Estimation data source
The estimation dataset was obtained from a parallel-groups, randomised waitlist-controlled trial examining the effectiveness and cost-effectiveness of internet-delivered Cognitive Behavioural Therapy (iCBT) for patients presenting with depression and anxiety, conducted at an established IAPT service with eligibility criteria described in Appendix S1 [33, 56]. The trial collected PROM data at baseline and 8-week across both trial-arms; additional data collection time-points for the intervention-arm only were at 3-, 6-, 9-, and 12-months. NHS England Research Ethics Committee provided trial ethics approval (REC Reference: 17/NW/0311). The trial was prospectively registered: Current Controlled Trials ISRCTN91967124. The trial is completed with the protocol and main results published [23, 33, 56].
Mapping models
Our mapping of interest is fitting ALDVMMs to the ReQoL-UI and EQ-5D-5L (VSE, USVS, or cross-walk); all utility scores are UK/England specific, apart from the USVS. When the predictions from ALDVMMs were deemed to not sufficiently suit the observed data, Betamix models were used instead. We used the aldvmm or betamix command within the statistical software package Stata Version 17 [57]. The aldvmm command estimates the variant of the model presented in Hernández Alava et al. [27, 58]. Full instructions on how to use the aldvmm command are described by Hernández Alava and Wailoo [29]. The betamix command is described by Gray and Hernández Alava [31].
ALDVMMs are flexible models that can approximate many distributional forms by combining (mixing) multiple component distributions; each component’s distribution is allowed to have different parameters for the same set of variables (i.e. xvars). Additional probability variables (i.e. pvars) predict the probability of each observation belonging to each component. Betamix models are similar to ALDVMMs in terms of being mixture models; although, key differences are that they are designed for dependent variables bounded in an interval (i.e. beta distributions are bounded between 0 and 1) and there are additional modelling options such as being able to specify a probability mass (i.e. pmass) at the lower and upper score, and some defined truncation point, of the dependent variable.

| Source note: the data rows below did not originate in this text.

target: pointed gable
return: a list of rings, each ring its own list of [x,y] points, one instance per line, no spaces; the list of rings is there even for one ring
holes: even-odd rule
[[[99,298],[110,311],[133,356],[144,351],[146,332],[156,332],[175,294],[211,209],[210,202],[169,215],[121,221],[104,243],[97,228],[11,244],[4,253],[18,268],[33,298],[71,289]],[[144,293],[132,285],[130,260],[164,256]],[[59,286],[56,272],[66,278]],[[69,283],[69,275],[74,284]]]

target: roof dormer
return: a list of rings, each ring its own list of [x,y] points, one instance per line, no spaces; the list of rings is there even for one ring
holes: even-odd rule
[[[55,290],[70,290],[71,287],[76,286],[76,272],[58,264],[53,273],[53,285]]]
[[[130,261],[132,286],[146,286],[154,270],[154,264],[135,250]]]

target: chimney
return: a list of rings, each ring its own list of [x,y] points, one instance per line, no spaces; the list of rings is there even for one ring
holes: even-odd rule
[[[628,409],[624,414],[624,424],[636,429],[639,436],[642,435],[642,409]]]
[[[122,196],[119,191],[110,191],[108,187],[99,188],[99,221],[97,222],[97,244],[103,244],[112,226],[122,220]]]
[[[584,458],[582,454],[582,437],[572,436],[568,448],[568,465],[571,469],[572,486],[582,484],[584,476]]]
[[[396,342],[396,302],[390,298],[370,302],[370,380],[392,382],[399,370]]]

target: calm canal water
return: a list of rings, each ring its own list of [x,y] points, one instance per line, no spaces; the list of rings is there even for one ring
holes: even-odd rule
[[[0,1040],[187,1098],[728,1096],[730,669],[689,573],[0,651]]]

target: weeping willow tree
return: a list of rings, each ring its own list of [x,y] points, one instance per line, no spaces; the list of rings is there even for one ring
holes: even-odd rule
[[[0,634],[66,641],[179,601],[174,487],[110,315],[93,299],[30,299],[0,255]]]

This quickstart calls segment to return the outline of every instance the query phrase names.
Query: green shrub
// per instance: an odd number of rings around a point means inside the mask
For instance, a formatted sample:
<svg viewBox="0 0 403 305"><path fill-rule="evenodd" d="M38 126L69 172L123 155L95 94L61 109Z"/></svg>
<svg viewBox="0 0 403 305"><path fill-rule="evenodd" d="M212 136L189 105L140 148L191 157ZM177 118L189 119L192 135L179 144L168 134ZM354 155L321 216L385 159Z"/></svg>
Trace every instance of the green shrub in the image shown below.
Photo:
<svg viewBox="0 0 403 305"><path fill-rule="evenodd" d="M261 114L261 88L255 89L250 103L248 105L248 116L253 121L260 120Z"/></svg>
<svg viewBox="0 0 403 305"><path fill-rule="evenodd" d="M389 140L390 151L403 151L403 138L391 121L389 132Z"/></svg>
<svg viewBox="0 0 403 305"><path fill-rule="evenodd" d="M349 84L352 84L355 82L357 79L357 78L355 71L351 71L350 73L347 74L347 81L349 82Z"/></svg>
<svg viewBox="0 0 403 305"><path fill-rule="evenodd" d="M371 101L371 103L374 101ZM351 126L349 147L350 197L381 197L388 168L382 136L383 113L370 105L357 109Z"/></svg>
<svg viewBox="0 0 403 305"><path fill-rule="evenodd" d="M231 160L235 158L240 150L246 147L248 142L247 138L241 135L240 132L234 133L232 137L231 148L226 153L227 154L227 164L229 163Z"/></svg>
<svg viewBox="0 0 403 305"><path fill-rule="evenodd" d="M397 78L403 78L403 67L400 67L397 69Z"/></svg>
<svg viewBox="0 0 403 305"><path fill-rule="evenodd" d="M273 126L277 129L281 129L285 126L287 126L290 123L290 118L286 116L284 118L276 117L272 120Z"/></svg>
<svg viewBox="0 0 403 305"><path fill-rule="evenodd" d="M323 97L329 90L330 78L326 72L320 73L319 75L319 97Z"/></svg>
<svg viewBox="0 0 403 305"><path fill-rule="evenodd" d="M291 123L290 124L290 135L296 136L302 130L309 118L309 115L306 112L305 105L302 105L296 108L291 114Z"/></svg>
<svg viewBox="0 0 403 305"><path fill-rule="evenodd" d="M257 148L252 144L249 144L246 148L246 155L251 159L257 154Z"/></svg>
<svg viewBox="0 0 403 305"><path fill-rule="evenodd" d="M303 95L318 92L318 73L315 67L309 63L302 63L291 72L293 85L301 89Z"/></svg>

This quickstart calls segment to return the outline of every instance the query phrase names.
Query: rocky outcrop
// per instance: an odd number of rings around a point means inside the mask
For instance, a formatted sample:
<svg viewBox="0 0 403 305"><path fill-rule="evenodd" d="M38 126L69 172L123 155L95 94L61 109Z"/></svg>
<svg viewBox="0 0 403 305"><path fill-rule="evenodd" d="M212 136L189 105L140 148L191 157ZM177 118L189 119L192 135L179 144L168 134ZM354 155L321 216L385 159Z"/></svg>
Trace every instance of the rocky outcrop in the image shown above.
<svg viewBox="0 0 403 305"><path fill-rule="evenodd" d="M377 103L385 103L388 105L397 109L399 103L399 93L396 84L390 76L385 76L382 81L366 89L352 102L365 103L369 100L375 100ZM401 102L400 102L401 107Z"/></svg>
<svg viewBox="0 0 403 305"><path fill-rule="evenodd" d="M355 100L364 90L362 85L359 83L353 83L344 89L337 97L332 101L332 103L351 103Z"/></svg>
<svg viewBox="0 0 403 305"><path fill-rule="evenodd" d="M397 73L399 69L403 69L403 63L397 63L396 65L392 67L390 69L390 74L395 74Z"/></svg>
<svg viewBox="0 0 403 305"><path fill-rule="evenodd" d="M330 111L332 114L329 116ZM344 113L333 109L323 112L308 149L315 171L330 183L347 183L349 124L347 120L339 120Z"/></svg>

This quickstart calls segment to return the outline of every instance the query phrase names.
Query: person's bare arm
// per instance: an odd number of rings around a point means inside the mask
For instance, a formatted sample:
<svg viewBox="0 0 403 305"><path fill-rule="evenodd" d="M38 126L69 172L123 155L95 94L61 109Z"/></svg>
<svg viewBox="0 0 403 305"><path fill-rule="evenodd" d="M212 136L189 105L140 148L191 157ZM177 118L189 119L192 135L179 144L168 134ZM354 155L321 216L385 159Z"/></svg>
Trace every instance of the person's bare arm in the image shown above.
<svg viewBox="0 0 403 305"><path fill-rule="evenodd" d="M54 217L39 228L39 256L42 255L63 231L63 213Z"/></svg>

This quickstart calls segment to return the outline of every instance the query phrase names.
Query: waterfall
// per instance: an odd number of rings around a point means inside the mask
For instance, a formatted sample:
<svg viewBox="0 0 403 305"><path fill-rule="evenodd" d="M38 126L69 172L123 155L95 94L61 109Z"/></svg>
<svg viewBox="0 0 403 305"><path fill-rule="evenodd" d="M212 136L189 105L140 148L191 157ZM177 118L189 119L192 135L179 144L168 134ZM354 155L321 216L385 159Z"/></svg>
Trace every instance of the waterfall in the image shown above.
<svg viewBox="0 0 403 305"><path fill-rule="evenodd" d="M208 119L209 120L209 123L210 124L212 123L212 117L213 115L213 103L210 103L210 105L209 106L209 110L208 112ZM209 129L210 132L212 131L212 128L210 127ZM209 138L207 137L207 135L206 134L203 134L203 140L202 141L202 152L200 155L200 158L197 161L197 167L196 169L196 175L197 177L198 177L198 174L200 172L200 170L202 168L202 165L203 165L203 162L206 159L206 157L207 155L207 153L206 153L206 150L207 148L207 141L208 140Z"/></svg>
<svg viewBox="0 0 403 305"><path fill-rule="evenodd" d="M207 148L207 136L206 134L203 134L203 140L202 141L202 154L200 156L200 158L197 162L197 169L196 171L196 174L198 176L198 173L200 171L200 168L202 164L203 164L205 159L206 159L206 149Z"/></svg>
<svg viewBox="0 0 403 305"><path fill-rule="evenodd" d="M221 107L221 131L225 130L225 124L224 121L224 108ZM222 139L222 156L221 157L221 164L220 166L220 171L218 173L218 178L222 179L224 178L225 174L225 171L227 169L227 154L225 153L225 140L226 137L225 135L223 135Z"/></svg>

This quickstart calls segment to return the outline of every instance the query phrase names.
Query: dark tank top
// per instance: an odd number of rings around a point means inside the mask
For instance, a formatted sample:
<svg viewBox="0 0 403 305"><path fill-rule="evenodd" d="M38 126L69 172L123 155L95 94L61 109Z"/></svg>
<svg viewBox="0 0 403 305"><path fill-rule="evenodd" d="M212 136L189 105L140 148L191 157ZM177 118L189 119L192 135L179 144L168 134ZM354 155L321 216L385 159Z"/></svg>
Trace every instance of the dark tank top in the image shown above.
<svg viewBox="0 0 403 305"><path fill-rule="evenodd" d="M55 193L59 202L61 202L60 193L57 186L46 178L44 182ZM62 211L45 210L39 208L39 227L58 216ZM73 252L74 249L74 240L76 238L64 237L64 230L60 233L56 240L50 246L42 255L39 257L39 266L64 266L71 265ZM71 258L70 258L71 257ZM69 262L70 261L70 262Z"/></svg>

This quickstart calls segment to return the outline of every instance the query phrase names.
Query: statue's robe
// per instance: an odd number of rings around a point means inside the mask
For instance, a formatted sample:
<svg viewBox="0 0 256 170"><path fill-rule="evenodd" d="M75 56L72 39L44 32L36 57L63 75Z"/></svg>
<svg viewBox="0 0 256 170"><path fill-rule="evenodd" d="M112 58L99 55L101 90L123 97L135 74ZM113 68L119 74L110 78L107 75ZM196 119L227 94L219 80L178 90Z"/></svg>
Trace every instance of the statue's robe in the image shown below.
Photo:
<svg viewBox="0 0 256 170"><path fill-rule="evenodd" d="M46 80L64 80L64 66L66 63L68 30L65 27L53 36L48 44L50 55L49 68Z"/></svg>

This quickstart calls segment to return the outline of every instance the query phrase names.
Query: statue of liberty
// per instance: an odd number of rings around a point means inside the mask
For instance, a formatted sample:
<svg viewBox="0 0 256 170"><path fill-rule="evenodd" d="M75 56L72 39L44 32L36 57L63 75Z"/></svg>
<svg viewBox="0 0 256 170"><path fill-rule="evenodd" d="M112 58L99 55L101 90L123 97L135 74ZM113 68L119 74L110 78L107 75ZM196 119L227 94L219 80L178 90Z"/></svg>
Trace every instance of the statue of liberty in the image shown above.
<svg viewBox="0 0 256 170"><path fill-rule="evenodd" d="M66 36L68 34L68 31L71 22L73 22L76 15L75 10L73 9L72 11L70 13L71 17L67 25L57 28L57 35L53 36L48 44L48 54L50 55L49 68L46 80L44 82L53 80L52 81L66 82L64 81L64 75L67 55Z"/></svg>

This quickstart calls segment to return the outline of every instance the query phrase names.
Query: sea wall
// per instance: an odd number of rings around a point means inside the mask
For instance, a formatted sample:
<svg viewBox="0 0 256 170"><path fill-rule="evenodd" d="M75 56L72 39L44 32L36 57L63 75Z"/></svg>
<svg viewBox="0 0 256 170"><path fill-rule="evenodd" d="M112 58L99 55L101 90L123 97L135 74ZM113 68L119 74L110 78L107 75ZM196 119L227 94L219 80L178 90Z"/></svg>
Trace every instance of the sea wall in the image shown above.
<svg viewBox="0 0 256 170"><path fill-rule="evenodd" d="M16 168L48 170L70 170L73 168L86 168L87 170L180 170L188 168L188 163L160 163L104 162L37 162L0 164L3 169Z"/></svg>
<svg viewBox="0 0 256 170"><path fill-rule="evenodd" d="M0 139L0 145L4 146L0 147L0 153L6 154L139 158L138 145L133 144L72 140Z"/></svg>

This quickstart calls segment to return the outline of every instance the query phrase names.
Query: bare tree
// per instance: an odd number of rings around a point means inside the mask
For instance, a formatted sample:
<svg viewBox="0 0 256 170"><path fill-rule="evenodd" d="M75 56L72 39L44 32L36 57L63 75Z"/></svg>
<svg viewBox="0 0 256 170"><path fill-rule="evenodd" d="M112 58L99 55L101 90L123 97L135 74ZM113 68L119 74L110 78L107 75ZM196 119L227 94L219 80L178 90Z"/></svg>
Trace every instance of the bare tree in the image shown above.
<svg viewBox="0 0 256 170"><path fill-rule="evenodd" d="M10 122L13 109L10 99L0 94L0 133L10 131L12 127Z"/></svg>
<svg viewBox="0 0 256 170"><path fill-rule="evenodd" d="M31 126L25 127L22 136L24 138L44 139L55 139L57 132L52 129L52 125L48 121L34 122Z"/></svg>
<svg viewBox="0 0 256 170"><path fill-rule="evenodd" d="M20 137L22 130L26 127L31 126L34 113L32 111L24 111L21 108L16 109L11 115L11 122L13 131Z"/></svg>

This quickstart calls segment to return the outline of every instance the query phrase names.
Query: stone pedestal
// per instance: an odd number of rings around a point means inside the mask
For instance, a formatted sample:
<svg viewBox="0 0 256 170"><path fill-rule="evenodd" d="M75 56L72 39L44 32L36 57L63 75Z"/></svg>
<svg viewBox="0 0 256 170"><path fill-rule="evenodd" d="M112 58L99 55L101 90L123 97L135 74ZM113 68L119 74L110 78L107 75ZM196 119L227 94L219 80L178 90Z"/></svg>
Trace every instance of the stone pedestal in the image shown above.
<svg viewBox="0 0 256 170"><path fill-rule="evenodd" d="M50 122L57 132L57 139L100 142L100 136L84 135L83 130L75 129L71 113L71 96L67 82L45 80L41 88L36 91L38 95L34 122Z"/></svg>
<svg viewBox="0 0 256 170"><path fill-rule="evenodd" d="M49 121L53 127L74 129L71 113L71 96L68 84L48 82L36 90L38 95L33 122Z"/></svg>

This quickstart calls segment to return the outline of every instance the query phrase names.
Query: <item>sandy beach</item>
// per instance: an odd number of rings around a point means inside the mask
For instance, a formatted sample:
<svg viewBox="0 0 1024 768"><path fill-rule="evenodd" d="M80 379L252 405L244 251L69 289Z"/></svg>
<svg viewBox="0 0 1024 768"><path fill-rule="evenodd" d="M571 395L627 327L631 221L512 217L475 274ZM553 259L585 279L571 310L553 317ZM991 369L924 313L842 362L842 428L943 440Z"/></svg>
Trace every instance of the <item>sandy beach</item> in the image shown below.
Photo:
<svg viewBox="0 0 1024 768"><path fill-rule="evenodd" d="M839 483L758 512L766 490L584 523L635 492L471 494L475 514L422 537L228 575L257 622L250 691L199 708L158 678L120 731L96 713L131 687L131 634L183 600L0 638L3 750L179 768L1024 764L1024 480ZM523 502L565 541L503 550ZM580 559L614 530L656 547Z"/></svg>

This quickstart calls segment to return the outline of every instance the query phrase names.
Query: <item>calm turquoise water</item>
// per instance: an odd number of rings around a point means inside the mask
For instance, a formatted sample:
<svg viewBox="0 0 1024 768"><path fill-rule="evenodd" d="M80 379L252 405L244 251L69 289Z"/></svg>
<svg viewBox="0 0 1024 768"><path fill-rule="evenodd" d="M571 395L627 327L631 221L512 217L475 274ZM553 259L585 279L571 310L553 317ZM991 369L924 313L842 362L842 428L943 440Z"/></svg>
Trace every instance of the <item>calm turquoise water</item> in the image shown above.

We estimated ALDVMMs (and Betamix when required) with 2–4 components; although it is possible to estimate 1-component models, fitting more than 1-component tends to improve model fit so we don’t present the 1-component model results. We describe how we moved from 2 to 4 component models in Appendix S1. For all ALDVMMs, we included PHQ-9 summary score (continuous variable), GAD-7 summary score (continuous variable), age (continuous variable), and sex (binary variable) to predict the utility scores within the components; however, we evaluate models with different variables and specifications. When a Betamix was chosen as preferable, only the PHQ-9 and GAD-7 summary scores were included as the core covariates of interest given the additional computational time and complications of trying to assess more modelling specifications using Betamix relative to ALDVMMs.
Model fit statistics and graphs
To compare results across models, we considered standard model fit measures/criteria such as absolute mean error (AE), mean absolute error (MAE), root mean square error (RMSE), log likelihood (LL), Akaike information criteria (AIC), Bayesian information criteria (BIC), and graphical methods for model selection in mapping [59]. An AE closer to zero, higher LL, and lower MAE, RMSE, AIC, and BIC indicated a better fit. Graphical methods have been shown to be essential for mapping model selection as described in Appendix S1 [59]; due to the number of models included in this mapping study which produced a large number of graphs, we only compare graphs between two models based on any given target utility score after assessing their model fit statistics. Specifically, we plotted the mean of the predicted utility scores with the mean observed values by PHQ-9 and GAD-7 scores. We also simulated data from the models and plotted the cumulative distribution functions (CDFs) comparing simulated with observed data across the severity range.
Throughout we followed ISPOR good practice mapping guidance [34]. As ISPOR good practice mapping guidance does not wholly support the use of internal validation approaches (i.e. splitting the dataset into an estimation and validation dataset), in part because sample splitting means a reduced sample size for estimation and there is uncertainty around what extra value the information these validation analyses provide, we have opted to not split the dataset for such an internal validation approach [34].
Results
Descriptive statistics of the estimation dataset population
Overall, 353 people at baseline across both trial-arms (237 intervention; 116 control) completed the ReQoL-10, GAD-7, and PHQ-9; 352 completed the EQ-5D-5L. Across all six data collection time-points, 1340 observed value scores for each of the ReQoL-UI, GAD-7, and PHQ-9 were available; 1339 for the EQ-5D-5L. All observed case data across all time-points and trial-arms were used for mapping.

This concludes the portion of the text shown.